Os positivos desdobramentos foram se sucedendo com reuniões, estatuto e diretoria, quando fui colhido de agradável surpresa e novamente honrado, com o convite para subscrever uma página abrindo o site da Apacível (www.apacivel.com.br). Posso testemunhar que a semente caiu em solo fértil e essa Entidade, com a diretoria que se apresenta, vai reverter esse quadro letárgico em que se prostrava o setor.
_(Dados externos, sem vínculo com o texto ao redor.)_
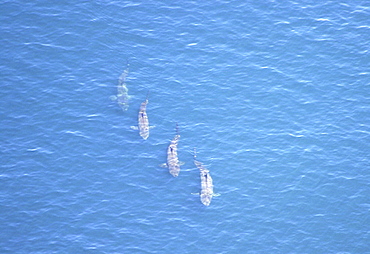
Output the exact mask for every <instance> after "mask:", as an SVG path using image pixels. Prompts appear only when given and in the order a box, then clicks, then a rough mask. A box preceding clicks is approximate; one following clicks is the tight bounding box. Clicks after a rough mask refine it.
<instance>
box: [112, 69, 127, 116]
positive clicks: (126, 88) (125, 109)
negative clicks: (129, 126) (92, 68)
mask: <svg viewBox="0 0 370 254" xmlns="http://www.w3.org/2000/svg"><path fill="white" fill-rule="evenodd" d="M129 66H130V65H129V64H127V67H126V69H125V70H124V71H123V73H122V74H121V76H119V78H118V85H117V96H114V95H113V96H111V99H112V100H117V103H118V105H119V106H120V107H121V109H122V110H123V111H126V110H127V109H128V102H129V99H130V96H129V95H128V88H127V85H126V77H127V75H128V71H129Z"/></svg>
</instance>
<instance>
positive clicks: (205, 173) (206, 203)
mask: <svg viewBox="0 0 370 254" xmlns="http://www.w3.org/2000/svg"><path fill="white" fill-rule="evenodd" d="M196 159H197V156H196V152H195V149H194V164H195V166H197V168H198V169H199V171H200V181H201V188H202V189H201V192H200V201H201V202H202V203H203V204H204V205H205V206H209V205H210V204H211V200H212V197H213V196H219V195H220V194H216V193H214V192H213V181H212V177H211V175H210V173H209V170H208V169H207V168H206V167H204V166H203V163H201V162H199V161H197V160H196ZM197 194H199V193H197Z"/></svg>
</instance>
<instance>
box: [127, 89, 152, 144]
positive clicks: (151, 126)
mask: <svg viewBox="0 0 370 254" xmlns="http://www.w3.org/2000/svg"><path fill="white" fill-rule="evenodd" d="M148 96H149V92H148V94H147V96H146V100H145V101H144V102H142V103H141V105H140V111H139V116H138V126H131V128H132V129H134V130H139V134H140V136H141V137H142V138H143V139H145V140H146V139H147V138H148V137H149V129H151V128H153V127H154V126H149V119H148V115H147V114H146V105H147V104H148V103H149V101H148Z"/></svg>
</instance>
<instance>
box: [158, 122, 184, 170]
mask: <svg viewBox="0 0 370 254" xmlns="http://www.w3.org/2000/svg"><path fill="white" fill-rule="evenodd" d="M179 140H180V133H179V127H178V125H177V123H176V135H175V137H174V138H173V139H172V140H171V143H170V145H169V146H168V148H167V163H163V164H162V165H161V166H162V167H166V168H168V169H169V171H170V174H171V175H172V176H174V177H177V176H178V175H179V173H180V165H183V164H184V163H182V162H180V161H179V158H178V156H177V144H178V142H179Z"/></svg>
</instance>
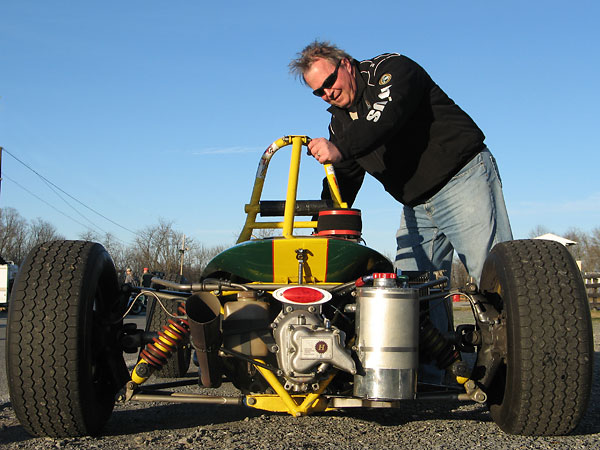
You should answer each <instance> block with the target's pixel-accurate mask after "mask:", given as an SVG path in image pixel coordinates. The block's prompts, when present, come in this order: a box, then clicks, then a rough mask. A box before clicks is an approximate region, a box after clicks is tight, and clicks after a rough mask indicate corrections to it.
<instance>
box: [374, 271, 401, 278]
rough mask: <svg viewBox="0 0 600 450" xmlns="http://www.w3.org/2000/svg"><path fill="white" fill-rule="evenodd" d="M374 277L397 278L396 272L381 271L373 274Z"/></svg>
mask: <svg viewBox="0 0 600 450" xmlns="http://www.w3.org/2000/svg"><path fill="white" fill-rule="evenodd" d="M373 278H390V279H393V278H396V274H395V273H381V272H378V273H374V274H373Z"/></svg>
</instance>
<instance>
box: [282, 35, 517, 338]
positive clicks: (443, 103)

Maravilhosa brotação espontânea que teve como elemento aglutinador a indignação comum de bem intencionados advogados, desta terra de todas as etnias com ônus e bônus disto. Nada fiz. A associação já estava ali, somente apontei uma direção naqueles momentos de nossas caminhadas...

Vou registrar aqui minha intuição de que nós partiremos e ela ficará porque imprescindível ao equilíbrio (poder/jurisdicionado). Nunca esqueçam seus dirigentes, nas previsíveis adversidades, que são vanguardeiros... as primeiras bombas e tiros atingem exatamente os que estão no “front”. Assim, receberão os “primeiros golpes”. Lembrar nesses momentos, daquele que sugeriu ao Criador o “afastamento do cálice” mesmo tendo anteriormente profetizado o calvário. Espelhem-se no movimento das ondas do mar onde cada recuo é o prenúncio de novo avanço...

A sugestão aos advogados civilistas do Paraná é no sentido de filiarem-se a Entidade (www.apacivel.com.br), somando valores, esforços e sugestões para torná-la forte com reflexos imediatos no exercício da profissão. No ano de 2005, a Entidade intenciona promover um “Encontro Paranaense de Advogados Civilistas”.